The "best lassi in India"!
Our Thalis
Jodhpur's Mehrangarh Fort
Udaipur 06.03-10.03

Udaipur was our final stop with Matt by our side. Taking a 6 hour bus from Jodhpur to Udaipur we were all seriously dehydrated once we reached our hotel as we’d been too scared to drink much during the day with the fear of needing the toilet on the bus! The rooftop restaurant in our new hotel provided a stunning panoramic view of the city. We all instantly liked Udaipur, it had quite a unique feel. It still had the bustle of the other Indian cities we had visited but there were lots of thin winding streets with small shops selling all sorts. It was also pretty clean and the buildings were really well maintained. It was a nice place to just have a wander around.  I managed to do my first bit of real haggling although I definitely still ended up getting ripped off. The notion of no fixed price is sometimes very difficult! I wish that someone would at least point me in the right direction as to how much something is genuinely worth! Ed seems to really enjoy it though and has become quite the seasoned haggler. We had a look around a Hindu Temple called Jagdish Temple which was holding a lively ceremony in preparation for Holi on March 26th.  Whilst walking around the market Ed and Matt bumped into one of their friends from London! Very small world! We all ended up having dinner together, exchanging stories about getting ripped off in India! The restaurant we ate at showed the Bond film Octopussy every night at 7pm as it was actually filmed in Udaipur. We sat and had some drinks whilst watching the super cheesy film and recognising parts of the backdrop!







During our stay in Udaipur we looked around the Maharana Palace.
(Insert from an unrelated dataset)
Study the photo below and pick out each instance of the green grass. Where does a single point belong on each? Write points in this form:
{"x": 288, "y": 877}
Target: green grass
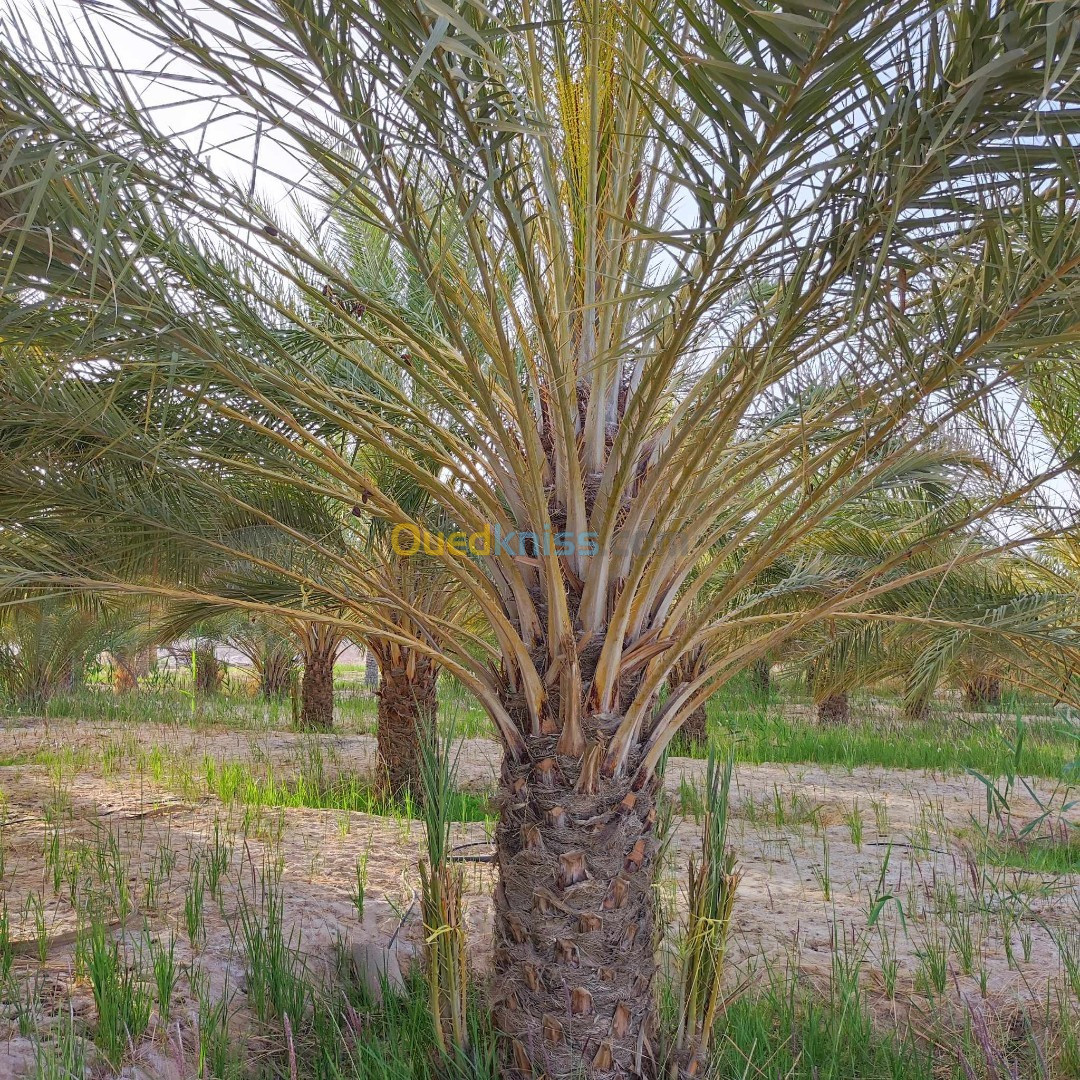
{"x": 1053, "y": 855}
Audio guides were a little expensive so we went without and tried to decipher the riddle-like English on the placards around the Palace. The architecture was impressive and there were some lovely courtyards where we sat and chilled.
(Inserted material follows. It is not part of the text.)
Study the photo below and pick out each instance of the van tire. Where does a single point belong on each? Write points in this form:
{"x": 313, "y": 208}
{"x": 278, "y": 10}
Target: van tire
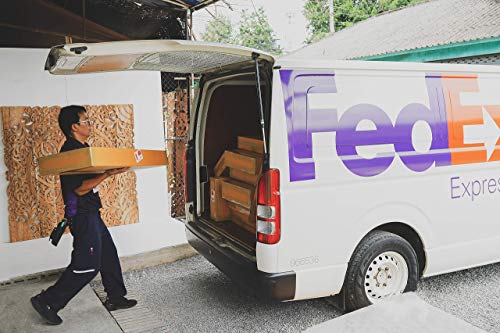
{"x": 372, "y": 246}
On our final day we decided to take a cooking course. It was great value for money and lasted from 10:30am-3:30pm. The woman who ran it, her husband died when she was only 31 and she had 2 children. For a while she was expected not to leave the house and to mourn her husband. She’s not allowed to marry again and because of her caste, she’s only allowed to do certain jobs to get money for her family. Someone gave her the idea of providing cooking lessons to tourists and thankfully it’s been a great success. We cooked loads of different things; curries, naans, chapattis, & chutneys. We cooked a breakfast of Masala Chai (a delicious sweet Indian tea) and pakora (deep fried vegetables). She gave us the recipes and we cooked different parts of the meals. The final dinner was huge! We’d cooked three different curries each made for 6 people, plus naans and chapattis! My favourite was the coconut parantha which is like a sweet bread eaten for dessert.  We couldn’t finish all the food although we really did try!